The researchers collected data from hundreds of Google users three months before the 2018 US midterm elections and nine months before the 2020 US presidential election. They then analyzed what they gathered based on participants’ age and their stated political orientation, ranked on a scale of one to seven, from strong Democrat to strong Republican. Yotam Shmargad, a sociologist at the University of Arizona who was not a member of the research team, calls “innovative” the approach to presenting real behavioral data about participants’ search activity with survey information about their political affiliations.
This type of field data is also extremely valuable from a policy-making standpoint, says University of Pennsylvania cybersecurity researcher Homa Hosseinmardi, who was also not involved in the study. To ensure that search engine giants such as Google, which handle more than 8.5 billion queries daily, are working with people in mind, it is not enough to know how the algorithm works. “You need to see how people use the algorithm,” says Hosseinmardi.

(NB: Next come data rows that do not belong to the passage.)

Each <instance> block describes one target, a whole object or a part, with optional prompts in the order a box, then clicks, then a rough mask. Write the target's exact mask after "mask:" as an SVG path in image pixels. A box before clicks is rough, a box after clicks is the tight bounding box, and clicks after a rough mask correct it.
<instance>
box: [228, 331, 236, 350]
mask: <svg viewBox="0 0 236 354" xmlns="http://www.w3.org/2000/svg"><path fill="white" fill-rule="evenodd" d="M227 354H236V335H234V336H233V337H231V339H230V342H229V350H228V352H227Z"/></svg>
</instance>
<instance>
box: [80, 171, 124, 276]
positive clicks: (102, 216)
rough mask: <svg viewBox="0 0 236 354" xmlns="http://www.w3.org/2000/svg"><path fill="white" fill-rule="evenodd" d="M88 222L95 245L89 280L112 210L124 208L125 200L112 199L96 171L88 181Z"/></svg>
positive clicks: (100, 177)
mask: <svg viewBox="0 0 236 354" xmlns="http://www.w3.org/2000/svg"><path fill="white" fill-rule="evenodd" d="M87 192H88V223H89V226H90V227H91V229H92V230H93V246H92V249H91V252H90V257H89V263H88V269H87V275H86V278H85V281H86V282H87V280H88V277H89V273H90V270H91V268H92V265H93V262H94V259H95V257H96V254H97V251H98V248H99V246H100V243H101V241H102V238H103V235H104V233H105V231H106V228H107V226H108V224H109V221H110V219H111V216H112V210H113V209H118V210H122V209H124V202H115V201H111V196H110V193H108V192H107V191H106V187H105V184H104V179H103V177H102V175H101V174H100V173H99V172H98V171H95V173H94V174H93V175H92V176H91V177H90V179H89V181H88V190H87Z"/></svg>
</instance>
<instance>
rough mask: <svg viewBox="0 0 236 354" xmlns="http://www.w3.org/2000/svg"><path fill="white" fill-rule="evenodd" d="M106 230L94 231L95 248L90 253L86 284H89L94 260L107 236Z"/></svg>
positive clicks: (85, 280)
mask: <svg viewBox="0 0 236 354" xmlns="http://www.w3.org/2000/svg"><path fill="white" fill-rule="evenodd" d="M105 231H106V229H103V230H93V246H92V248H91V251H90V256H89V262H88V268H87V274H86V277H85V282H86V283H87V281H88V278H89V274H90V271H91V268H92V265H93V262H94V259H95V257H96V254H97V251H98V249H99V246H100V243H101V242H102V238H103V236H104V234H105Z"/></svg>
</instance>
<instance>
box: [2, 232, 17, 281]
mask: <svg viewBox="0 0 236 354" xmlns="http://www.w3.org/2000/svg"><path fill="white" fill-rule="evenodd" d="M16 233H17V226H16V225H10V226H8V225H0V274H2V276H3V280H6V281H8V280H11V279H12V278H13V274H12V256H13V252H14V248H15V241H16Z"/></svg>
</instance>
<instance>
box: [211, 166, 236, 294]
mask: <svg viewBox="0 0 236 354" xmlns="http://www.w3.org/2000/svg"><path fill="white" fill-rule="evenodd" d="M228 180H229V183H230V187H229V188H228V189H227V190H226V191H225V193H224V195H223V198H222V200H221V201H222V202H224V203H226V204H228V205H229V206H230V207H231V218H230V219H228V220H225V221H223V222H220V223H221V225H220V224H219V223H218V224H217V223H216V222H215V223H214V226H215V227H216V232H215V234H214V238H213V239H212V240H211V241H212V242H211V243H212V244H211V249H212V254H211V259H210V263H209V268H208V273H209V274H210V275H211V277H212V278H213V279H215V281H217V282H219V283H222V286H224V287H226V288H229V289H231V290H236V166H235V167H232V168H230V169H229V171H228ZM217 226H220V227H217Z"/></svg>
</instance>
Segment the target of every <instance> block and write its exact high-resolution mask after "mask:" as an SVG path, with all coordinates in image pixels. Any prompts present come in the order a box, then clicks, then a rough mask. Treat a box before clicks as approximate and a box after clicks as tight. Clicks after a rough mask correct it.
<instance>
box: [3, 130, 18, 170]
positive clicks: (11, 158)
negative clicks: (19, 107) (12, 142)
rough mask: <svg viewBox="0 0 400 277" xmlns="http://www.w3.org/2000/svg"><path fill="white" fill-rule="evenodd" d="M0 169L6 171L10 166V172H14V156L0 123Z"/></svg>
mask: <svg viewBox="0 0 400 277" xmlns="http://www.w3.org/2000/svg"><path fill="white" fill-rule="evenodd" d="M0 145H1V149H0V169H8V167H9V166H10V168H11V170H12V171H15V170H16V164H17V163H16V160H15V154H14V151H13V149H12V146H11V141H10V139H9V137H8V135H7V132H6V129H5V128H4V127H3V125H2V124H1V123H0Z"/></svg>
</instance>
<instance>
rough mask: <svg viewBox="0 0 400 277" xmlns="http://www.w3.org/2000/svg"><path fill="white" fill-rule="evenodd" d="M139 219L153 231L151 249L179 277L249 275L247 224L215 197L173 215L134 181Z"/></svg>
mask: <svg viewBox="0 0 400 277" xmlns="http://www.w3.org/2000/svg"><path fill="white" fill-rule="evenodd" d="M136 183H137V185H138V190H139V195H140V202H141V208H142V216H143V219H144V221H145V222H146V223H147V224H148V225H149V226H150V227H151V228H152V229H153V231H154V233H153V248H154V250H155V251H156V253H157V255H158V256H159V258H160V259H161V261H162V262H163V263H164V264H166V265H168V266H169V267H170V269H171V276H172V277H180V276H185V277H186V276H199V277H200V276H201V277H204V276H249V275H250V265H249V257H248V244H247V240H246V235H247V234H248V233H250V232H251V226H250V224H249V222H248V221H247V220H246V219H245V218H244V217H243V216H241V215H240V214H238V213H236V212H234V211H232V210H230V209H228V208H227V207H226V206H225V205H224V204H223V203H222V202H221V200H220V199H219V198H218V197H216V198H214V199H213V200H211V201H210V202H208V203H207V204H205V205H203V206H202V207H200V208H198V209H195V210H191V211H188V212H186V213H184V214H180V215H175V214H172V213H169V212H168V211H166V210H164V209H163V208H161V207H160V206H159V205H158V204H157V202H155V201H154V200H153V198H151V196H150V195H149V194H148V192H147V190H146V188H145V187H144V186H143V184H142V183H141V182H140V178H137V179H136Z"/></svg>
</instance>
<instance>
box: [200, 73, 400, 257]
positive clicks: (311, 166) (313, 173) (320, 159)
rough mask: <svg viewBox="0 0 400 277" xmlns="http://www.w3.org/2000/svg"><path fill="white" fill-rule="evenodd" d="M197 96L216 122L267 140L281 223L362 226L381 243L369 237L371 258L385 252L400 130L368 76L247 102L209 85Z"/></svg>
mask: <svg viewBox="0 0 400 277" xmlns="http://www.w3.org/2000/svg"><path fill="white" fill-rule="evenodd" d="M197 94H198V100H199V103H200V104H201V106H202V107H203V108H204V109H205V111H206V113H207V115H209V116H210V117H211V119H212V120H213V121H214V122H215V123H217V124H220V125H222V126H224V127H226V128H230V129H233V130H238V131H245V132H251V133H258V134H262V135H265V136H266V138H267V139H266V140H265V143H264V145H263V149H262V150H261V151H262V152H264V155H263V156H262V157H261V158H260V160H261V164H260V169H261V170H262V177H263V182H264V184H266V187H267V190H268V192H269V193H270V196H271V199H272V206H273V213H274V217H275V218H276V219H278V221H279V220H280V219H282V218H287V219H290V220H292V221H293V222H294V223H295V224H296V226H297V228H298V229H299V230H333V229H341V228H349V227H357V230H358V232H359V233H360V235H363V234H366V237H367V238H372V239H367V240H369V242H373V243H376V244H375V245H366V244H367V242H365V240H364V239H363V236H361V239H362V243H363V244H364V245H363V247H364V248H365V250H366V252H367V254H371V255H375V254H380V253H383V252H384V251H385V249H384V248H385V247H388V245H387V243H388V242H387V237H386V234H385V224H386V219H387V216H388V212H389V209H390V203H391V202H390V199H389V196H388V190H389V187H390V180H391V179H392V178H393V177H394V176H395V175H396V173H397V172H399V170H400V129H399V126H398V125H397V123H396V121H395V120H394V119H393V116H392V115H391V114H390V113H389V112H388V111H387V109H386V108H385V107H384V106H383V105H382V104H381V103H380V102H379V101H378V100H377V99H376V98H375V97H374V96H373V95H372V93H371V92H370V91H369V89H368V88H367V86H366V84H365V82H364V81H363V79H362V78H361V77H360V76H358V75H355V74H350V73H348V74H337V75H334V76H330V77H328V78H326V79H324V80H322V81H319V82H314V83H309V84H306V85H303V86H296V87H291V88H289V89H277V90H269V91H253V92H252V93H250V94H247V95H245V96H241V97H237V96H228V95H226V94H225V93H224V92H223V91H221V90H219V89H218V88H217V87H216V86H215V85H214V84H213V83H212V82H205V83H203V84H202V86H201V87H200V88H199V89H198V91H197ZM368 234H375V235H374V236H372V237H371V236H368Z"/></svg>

While many lawmakers are currently pushing for major tech companies to publicly release their anonymous user data, some researchers fear that this will encourage platforms to post misleading, distorted or incomplete information. One notable case was when Meta hired a group of scholars explored the platform’s relationship to democracy and political polarization, but then failed. give the data he promised to share helped. “I think it makes more sense to go directly to the user,” says Ronald Robertson, a network scientist at Stanford University and lead author of the new study.
Ultimately, the team found that a quick Google search did not provide users with a selection of news stories based on their political views. “In general, Google doesn’t personalize that much,” says Robertson. “And if the personalization is low, then maybe the algorithm doesn’t change the page that much.” Instead, users with strong biases were more likely to click on biased links that matched their pre-existing worldview.
This does not mean that Google’s algorithm is flawless. The researchers noticed that unreliable or outright misleading news sources still show up in the results, regardless of whether users have interacted with them. “There are other contexts where Google has done some pretty problematic things,” says Robertson, including the dramatic underrepresentation of women of color in image search results.
Google did not immediately respond to a request for comment on the new study.
Shmargad notes that these studies are not completely unbiased when broken down to a more detailed level. “There doesn’t seem to be that much algorithmic bias between party lines,” he says, “but there may be some algorithmic bias in different age groups.”
Users aged 65 and over were exposed to more right-hand links in Google search results than other age groups, regardless of their political affiliation. However, because the effect was small, and the oldest age group only accounted for about one-fifth of the total participants, the larger impact of exposure on overall study results disappeared in the macro analysis.
However, the findings reflect a growing body of research that suggests that the role of algorithms in creating policy bubbles may be overstated. “I don’t mind blaming the platforms,” Trielli says. “But it’s a bit confusing that it’s not just about making sure the platforms behave well. Our personal motivations to filter what we read to fit our political biases remain strong.”
“We also want to be separate,” Trielli adds.
On the positive side, according to Ognyanov, “this study shows that it’s not that hard for people to avoid [ideological] bubble.” That might be the case. But first they have to want to.